Discovered in an 1928 issue of John O’ London’s is an anecdote illustrating the importance of punctuation in a legal document.
‘Solicitors in their private practice have evolved a language of their own, which weird though it may be, is seldom open to the reproach of obscurity. Very wisely they discard punctuations almost completely. They know that the omission or use of a comma in a legal document can be dangerous. A comma once cost the United States Government £400,000. It was nearly fifty years ago that the United States Congress in drafting a Tariff Bill enumerated in one section the articles to be left free of duty. Amongst these were “all foreign fruit-plants “. The copying clerk in his wisdom removed the hyphen and substituted for it a comma, making the clause read “all foreign fruit, plants, etc “. It took a year to rectify the error, and during that period all oranges, bananas, grapes, and other foreign fruits were admitted free of duty with the big loss to the State already mentioned…’
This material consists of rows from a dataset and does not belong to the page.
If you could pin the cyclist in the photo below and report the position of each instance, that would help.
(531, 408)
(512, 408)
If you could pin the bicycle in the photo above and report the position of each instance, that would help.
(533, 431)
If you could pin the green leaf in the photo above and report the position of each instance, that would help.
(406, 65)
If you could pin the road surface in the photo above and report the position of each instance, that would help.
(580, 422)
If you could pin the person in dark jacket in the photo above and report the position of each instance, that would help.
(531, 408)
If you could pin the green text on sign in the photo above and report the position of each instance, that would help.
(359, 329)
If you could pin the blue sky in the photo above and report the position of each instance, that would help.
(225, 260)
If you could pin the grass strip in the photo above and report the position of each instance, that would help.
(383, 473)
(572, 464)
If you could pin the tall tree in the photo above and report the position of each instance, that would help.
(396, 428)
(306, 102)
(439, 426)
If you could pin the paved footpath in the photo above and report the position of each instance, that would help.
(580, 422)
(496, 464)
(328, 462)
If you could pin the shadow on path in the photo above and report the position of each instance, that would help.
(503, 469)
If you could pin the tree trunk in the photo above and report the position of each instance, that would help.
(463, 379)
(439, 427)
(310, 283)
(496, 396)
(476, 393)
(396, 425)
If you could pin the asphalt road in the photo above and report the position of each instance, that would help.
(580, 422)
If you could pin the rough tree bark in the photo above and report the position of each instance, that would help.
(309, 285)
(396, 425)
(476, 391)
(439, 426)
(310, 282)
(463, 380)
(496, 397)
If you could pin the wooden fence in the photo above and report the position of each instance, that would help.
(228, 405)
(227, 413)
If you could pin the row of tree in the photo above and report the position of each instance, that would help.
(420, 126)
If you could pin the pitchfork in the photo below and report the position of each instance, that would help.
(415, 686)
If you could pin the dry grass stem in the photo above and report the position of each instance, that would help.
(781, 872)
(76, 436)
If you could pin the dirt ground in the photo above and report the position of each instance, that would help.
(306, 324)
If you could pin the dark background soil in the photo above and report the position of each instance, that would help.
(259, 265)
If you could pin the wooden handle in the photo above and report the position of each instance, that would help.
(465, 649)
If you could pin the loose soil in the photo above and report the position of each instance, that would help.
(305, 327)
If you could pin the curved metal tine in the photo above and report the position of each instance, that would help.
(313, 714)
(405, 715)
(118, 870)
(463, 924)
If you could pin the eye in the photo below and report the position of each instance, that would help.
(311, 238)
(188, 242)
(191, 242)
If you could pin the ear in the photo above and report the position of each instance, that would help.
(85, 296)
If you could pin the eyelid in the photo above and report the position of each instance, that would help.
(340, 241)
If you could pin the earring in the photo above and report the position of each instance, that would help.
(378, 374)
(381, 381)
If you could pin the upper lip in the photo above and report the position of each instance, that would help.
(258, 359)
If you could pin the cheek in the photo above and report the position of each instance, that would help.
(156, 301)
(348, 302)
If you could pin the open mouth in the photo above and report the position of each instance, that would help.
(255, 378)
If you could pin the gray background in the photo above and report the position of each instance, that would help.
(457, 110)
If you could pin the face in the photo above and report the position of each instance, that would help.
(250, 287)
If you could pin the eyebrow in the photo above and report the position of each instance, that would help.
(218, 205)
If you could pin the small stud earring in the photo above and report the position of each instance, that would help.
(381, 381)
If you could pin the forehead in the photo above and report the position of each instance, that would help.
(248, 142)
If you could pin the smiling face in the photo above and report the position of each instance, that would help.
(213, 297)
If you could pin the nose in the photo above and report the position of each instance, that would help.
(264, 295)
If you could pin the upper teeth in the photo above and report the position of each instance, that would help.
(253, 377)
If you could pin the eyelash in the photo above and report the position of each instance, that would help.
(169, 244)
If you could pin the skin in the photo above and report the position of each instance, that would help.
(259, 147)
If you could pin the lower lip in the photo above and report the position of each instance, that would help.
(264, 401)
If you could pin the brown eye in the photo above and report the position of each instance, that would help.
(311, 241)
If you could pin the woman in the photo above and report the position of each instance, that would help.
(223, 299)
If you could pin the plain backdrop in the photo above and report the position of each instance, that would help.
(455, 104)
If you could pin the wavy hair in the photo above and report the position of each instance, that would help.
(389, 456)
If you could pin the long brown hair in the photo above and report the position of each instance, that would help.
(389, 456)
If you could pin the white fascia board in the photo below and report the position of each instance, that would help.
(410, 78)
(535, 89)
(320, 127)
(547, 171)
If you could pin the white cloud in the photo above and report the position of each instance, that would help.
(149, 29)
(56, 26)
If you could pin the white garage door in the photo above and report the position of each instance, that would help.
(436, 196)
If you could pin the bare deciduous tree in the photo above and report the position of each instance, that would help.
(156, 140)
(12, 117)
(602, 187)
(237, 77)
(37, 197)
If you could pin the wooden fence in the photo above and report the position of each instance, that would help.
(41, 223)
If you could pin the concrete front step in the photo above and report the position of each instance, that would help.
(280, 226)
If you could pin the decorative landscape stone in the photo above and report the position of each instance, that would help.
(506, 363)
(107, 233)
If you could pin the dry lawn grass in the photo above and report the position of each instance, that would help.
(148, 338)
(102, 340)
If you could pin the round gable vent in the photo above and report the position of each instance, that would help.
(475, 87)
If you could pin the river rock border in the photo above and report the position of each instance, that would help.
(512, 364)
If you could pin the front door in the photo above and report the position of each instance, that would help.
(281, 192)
The loss to the Revenue of that hyphen would be the equivalent of around £20 million today. I wonder if the clerk was fired. We at Jot HQ would love to hear of other costly clerical errors.
A lethally-misplaced comma: It’s said that Roger Casement was hanged because of where the court thought a comma would have been in the mediaeval French text of an Act of Parliament if they had used commas in the middle ages.